As an example, consider query protein Q9SL78, whose best BLAST hit in Arabidopsis is P33207. These two proteins have 48% sequence identity and a BLAST E-value in the order of . However, their Jaccard semantic similarity in the BPO is 0.0. They are also dissimilar in the other two GO branches, as they are involved in different reactions and are present in different cell compartments. On the other hand, SSP chose Q5EAE9 as the nearest neighbor of Q9SL78. These two proteins have exactly the same GO annotations: GO: 0016567 and GO: 0043161, and they both belong to the ATL subfamily of the RING-type zinc finger family. However, they have lower sequence similarity than the query and P33207 (39%). Their profile similarity was more similar, though. Importantly, they are both roughly equally similar (∼40%) to all the remaining members of the ATL subfamily, 30 of which were present in the training set in this case. As shown in Supplementary Figure S25 (Supplementary Material SM16), the proteins are similar on a specific part of their sequence, which corresponds to a zinc finger domain. Because SSP looks at the similarity to all proteins and not the most similar one, and because many members of the same subfamily were available in the training set, SSP was able to identify the correct protein in this case.
4 Discussion
We presented new AFP methods that exploit the similarities between GO terms (LSDR techniques) and between proteins (SSP representation) to predict GO annotations for new, unannotated proteins. We benchmarked the new methods to MS-kNN (Lan et al., 2013), one of the top-performing methods in CAFA2, as well as to BLAST-based baseline methods, under different evaluation set-ups and metrics. We showed that LSDR remarkably improves CAFA performance of all tested methods in predicting BPO annotations and that SSP outperforms the baselines in A.thaliana.
4.1 LSDR
AFP is a special case of multi-label learning due to the additional constraint that the labels are by definition organized in a DAG structure. This is also known as structured output learning (Tsochantaridis et al., 2004). Several solutions have been proposed to tackle this problem.

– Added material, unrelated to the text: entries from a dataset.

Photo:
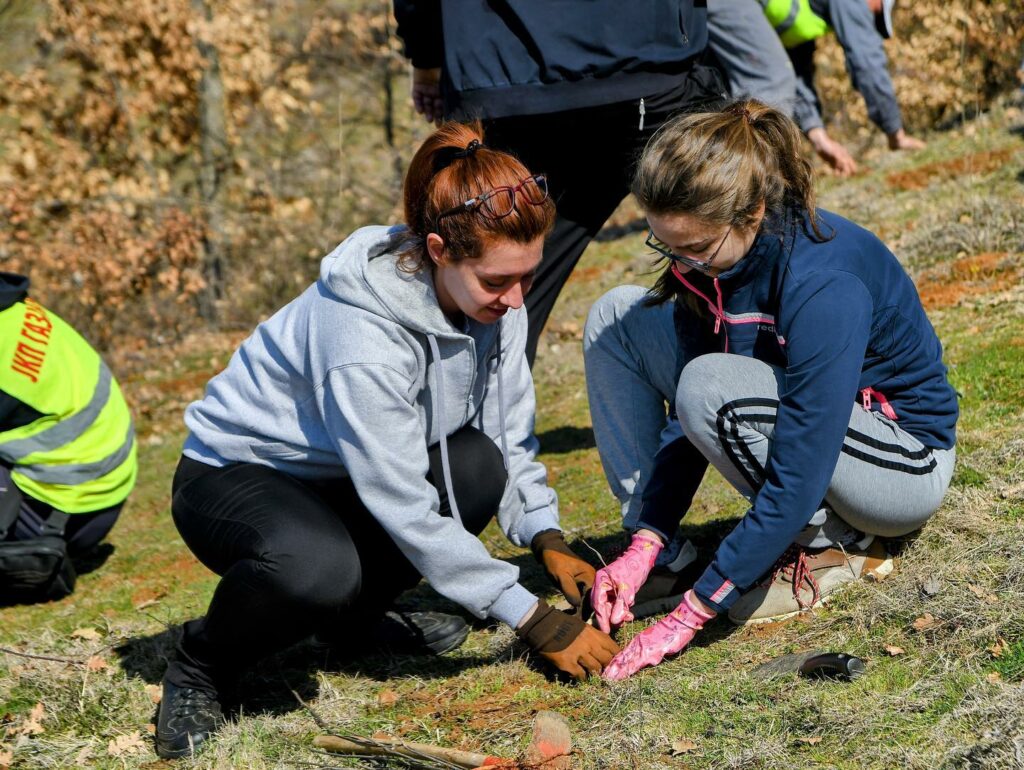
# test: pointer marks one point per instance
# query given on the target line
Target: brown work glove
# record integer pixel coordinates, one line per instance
(566, 642)
(572, 575)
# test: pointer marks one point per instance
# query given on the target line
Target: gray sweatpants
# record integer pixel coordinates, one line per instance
(751, 53)
(886, 482)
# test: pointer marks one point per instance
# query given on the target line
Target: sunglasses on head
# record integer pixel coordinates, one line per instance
(500, 202)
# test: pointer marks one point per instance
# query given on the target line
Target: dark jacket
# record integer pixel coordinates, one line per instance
(13, 414)
(534, 56)
(839, 316)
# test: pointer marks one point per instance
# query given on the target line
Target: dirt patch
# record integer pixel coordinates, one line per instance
(975, 163)
(969, 276)
(489, 712)
(586, 274)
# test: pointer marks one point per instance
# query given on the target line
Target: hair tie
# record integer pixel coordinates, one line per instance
(446, 156)
(470, 150)
(742, 112)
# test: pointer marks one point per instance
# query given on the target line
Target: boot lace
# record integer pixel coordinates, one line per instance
(793, 564)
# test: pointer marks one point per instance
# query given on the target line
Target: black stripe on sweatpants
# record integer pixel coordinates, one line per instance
(734, 429)
(731, 407)
(921, 454)
(913, 470)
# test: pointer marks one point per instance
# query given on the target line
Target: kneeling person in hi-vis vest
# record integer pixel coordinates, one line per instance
(67, 447)
(860, 28)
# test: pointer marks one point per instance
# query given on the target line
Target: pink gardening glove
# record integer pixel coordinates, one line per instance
(666, 637)
(615, 586)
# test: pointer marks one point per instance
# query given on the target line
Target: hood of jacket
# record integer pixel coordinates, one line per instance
(361, 271)
(13, 288)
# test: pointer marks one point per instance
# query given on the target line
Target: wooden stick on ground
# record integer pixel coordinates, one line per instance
(407, 749)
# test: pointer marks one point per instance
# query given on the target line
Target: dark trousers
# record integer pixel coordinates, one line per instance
(83, 530)
(589, 157)
(297, 556)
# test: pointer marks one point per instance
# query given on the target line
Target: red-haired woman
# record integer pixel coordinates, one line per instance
(364, 435)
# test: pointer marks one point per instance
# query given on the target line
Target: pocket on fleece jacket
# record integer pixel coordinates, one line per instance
(276, 451)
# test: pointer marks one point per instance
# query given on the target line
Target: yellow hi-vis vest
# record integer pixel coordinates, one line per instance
(795, 22)
(80, 456)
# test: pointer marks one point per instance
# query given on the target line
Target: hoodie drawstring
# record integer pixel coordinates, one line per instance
(501, 403)
(887, 409)
(439, 409)
(717, 309)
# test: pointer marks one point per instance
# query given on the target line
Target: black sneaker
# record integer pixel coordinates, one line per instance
(187, 718)
(666, 585)
(398, 632)
(420, 633)
(662, 593)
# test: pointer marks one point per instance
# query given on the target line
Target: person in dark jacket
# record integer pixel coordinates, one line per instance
(574, 89)
(800, 362)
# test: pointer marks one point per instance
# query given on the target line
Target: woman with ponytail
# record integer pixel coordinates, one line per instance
(795, 356)
(363, 437)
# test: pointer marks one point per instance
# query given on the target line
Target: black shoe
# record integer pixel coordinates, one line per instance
(420, 633)
(187, 718)
(662, 593)
(398, 632)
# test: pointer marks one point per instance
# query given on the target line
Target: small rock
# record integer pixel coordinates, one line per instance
(931, 587)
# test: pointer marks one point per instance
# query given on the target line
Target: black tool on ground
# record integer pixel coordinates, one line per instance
(814, 665)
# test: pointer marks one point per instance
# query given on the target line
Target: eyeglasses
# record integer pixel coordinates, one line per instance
(666, 251)
(500, 202)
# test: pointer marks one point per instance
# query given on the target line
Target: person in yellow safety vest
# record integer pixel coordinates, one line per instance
(859, 27)
(67, 447)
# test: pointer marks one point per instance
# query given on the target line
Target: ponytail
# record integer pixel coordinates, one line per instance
(720, 166)
(452, 166)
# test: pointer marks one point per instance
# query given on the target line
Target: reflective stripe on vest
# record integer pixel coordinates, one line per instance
(79, 456)
(72, 475)
(795, 22)
(62, 432)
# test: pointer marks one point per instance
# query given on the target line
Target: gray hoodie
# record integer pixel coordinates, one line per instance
(343, 381)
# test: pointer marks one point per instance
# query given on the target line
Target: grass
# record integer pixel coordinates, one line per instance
(944, 666)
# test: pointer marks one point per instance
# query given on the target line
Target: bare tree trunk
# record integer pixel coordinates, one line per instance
(215, 159)
(387, 72)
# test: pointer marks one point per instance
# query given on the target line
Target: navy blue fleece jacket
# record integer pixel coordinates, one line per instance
(838, 316)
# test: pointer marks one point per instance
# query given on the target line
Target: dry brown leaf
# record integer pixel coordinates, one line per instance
(126, 744)
(33, 724)
(998, 648)
(925, 623)
(982, 594)
(387, 697)
(82, 758)
(96, 662)
(682, 746)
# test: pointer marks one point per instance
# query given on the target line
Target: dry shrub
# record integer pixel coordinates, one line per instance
(948, 57)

Vens et al. train a separate binary decision tree classifier for every GO term, but they use as training examples only the proteins that are annotated with all the parents of the term (Vens et al., 2008). This might lead to problems due to lack of negative examples in tree-shaped sub-branches of the DAG (where each node has exactly one parent). Other work by Zhang et al. trains independent binary predictors for each label and then attempts to reconcile conflicting predictions by solving a regression problem from the outputs of the predictors to the true labels using an L2 penalization of predictions that do not respect the hierarchy (Zhang et al., 2017). Recently, it was proposed to train a multi-label classifier for every level of the GO (i.e. first on all terms of distance 1 to the root, then all terms of distance 2 and so on) (Cerri et al., 2016; Rifaioglu et al., 2017). This approach suffers from the lack of negative examples as well. A simpler and faster approach, which was also used here, is to force the posterior probability of a label to be greater or equal to the maximum posterior probability of all its descendants (Kulmanov et al., 2017).
The machine learning community has produced many interesting methods on how to reduce the number of target variables in a multi-label problem (LSDR), e.g. Zitnik and Zupan used LSDR implicitly to integrate several data sources for AFP (Žitnik and Zupan, 2015). Each data source (including the label matrix Y) is represented by a lower-dimensional representation, whose dimensionality is a parameter of the algorithm. This method has high computational demands as it requires solving an optimization task during training as well as one more for every query protein (Žitnik and Zupan, 2015).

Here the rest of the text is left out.